Take out NASDAQ and SOX and you have great market action.
Friday saw a low volume pause to start consolidating the rebound move that week. Tuesday we got some more of the same, but it was limited to the NYSE indices. SP500 and SP600 both posted modest losses on low, below average volume, continuing the nice consolidation of the rebound. They were helped by a rebound in energy stocks on the Nigerian oil issues; there is no denying that helped out those indices as many energy stocks call the NYSE home. NASDAQ and SOX, however, both thudded lower, NASDAQ landing on the 50 day EMA and SOX heading that way. Indeed, SOX made a fresh new low on this pullback, not a good indication for technology overall.

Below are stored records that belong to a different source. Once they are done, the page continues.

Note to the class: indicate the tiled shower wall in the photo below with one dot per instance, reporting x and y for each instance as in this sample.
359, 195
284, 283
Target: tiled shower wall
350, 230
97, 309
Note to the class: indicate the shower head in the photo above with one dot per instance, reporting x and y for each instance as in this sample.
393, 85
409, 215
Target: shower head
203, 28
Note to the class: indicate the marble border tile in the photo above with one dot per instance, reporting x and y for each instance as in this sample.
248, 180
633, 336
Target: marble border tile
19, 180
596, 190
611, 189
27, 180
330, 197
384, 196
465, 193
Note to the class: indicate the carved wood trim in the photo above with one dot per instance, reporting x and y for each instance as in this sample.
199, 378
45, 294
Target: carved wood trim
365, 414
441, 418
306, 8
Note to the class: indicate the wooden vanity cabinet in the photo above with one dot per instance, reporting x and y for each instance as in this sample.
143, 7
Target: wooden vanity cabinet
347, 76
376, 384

There were issues the market again had to confront, and as noted, some handled it better than others. Oil was up on the Nigerian rebel attacks and kidnappings over the weekend (62.74, +1.45), and as one of the drivers of last week's rebound, it was a big issue for the market. The LEI was over twice the level expected, a possible indication of stronger growth 3 to 6 months down the road. That along with a more hawkish Fed given its January FOMC minutes was more reason for stocks to feel the pressure.
Again, the news was handled differently by the indices. SP500 and SP600 shrugged it off more or less, posting modest losses (-0.33%, -0.29%) on light volume. They continue to show much improved price/volume action that started last Tuesday with the strong move higher that initiated the rebound. Breadth was ho-hum, but not bad given a down session. NASDAQ and SOX did not handle the news well. Their rebounds were weaker as they showed weaker price/volume action and weak breadth on that move. That came up and bit them on the behind Tuesday as they sold off early and could not get off the mat. Volume was lower as well so there was no major dumping, but that has not stopped these two from selling off and being simply weaker than the NYSE indices on this rebound attempt.
The key for the market is which will win out. The NYSE indices look as good as NASDAQ looks weak. We see many solid stocks in nice pullbacks, consolidating last week's move and preparing for a rebound with the right catalyst. We also see some leading techs such as MRVL trying to hold onto the 50 day MA as semiconductors threaten a breakdown. Perhaps this is just rotation as the market looks to new leadership after the semiconductors and NASDAQ got it this far. That is why we continue to look for upside opportunity in the many stocks that making nice, orderly pullbacks. With the yield curve inversion, the Fed still very ready to raise rates (now a third rate hike is 80% priced in), and oil prices on the rise from the latest supply crisis, all market sectors will be challenged. We want to see SP500 and SP600 continue the nice, orderly pullback to set up the next leg higher. We need to see NASDAQ make a stand at the 50 day EMA and show some good upside strength.
THE ECONOMY
FOMC minutes carbon copy last Fed rate hike statement with a hawkish twist.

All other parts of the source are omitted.